Pourtant, c’est sur la Face B que l’album atteint son statut de chef d’oeuvre total. « Cantaloupe Island » d’abord. Morceau archi connu mais proprement miraculeux dans sa forme originelle qu’on découvre ici. Deux mélodies parfaites se chevauchent : La première, magnétique et ensorcelante est promulguée par un piano anguleux, saccadé, hypnotique. La seconde, lumineuse et perçante, est poussée par le cornet fantasque d’un Hubbard en transe. Ce doux ballet que se livrent ici nos deux lascars nous évoque ces îles fantasmées que le titre de l’album semble suggérer… Plages de sable blanc, nature sauvage, nuits de pleine lune mystiques, vent salin… C’est fou à quel point une composition purement instrumentale peut autant nous parler ; nous faire « voir ».
Et pour finir, « The Egg », c’est LE truc ultime du disque. Le moment le plus avant-gardiste et free de la galette. Un 14 minutes en apesanteur dans une musique hautement fertile, progressive, nébuleuse, crépusculaire… Ce piano répétitif en ouverture (à la rythmique quasi Kraut-Rock… si si, j’vous jure !), supporté par une batterie ultra minimaliste et à contre sens de tout ce qu’on a entendu jusqu’à lors… Puis, petit à petit, ça se transforme en quelque chose de grandiose et de féérique. Les conventions fichent le camp.
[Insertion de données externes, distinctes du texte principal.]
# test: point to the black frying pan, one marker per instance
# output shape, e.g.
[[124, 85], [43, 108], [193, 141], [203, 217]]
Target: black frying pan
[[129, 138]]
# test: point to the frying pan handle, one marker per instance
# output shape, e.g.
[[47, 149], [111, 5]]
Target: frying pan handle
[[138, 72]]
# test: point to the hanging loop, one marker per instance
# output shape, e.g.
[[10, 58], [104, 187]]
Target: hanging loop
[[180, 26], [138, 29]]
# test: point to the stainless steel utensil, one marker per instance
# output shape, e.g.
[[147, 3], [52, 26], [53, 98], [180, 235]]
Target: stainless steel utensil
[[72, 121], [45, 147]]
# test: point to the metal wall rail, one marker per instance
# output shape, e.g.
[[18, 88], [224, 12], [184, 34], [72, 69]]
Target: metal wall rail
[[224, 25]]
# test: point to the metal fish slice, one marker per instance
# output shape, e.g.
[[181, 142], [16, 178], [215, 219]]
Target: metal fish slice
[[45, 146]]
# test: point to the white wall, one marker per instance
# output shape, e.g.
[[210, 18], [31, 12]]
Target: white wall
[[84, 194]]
On ne sait plus si on est chez les Jazzeux ou chez les Classiqueux Contemporains… On est un peu ici et un peu là-bas, en même temps. Les muzikos se lâchent totalement, improvisent, définissent à leur manière cet hybride nouveau genre. Quelque chose cherche à naître sous nos oreilles ébahis. Et bordel que c’est beau. La contrebasse semble se permuter en violoncelle, la batterie s’enflamme et devient magma, le piano devient volatil, dépersonnalisé, transfiguré… Puis après ce long moment d’égarement cosmique, il reprend le thème narcotique du début… puis la piste se perd dans les méandres de la nuit, alors que le fade out nous extirpe peu à peu d’un périple assez subjuguant merci.
Un Herbie Hancock magistral. Le plus important et le meilleur de sa période Blue Note.